DHS Public-Private Analytic Exchange Program Report: Combatting Targeted Disinformation Campaigns A Whole-of-Society Issue October 2019
In today’s information environment, the way consumers view facts, define truth, and categorize various types of information does not adhere to traditional rules. The shift from print sources of information to online sources and the rise of social media have had a profound impact on how consumers access, process, and share information. These changes have made it easier for threat actors to spread disinformation and exploit the modern information environment, posing a significant threat to democratic societies. Accordingly, disinformation campaigns should be viewed as a whole-of-society problem requiring action by government stakeholders, commercial entities, media organizations, and other segments of civil society.
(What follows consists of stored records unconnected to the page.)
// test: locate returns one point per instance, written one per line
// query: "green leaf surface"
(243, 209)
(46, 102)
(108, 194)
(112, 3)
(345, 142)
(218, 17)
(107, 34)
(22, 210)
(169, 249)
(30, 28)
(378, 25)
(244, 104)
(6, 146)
Department of Justice Report on the Investigation into Russian Interference in the 2016 Presidential Election
The Internet Research Agency (IRA) carried out the earliest Russian interference operations identified by the investigation-a social media campaign designed to provoke and amplify political and social discord in the United States. The IRA was based in St. Petersburg, Russia, and received funding from Russian oligarch Yevgeniy Prigozhin and companies he controlled. The IRA later used social media accounts and interest groups to sow discord in the U.S. political system through what it termed “information warfare.” The campaign evolved from a generalized program designed in 2014 and 2015 to undermine the U.S. electoral system, to a targeted operation that by early 2016 favored candidate Trump and disparaged candidate Clinton. The IRA’s operation also included the purchase of political advertisements on social media in the names of U.S. persons and entities, as well as the staging of political rallies inside the United States. To organize those rallies, IRA employees posed as U.S. grassroots entities and persons and made contact with Trump supporters and Trump Campaign officials in the United States. The investigation did not identify evidence that any U.S. persons conspired or coordinated with the IRA. Section II of this report details the Office’s investigation of the Russian social media campaign.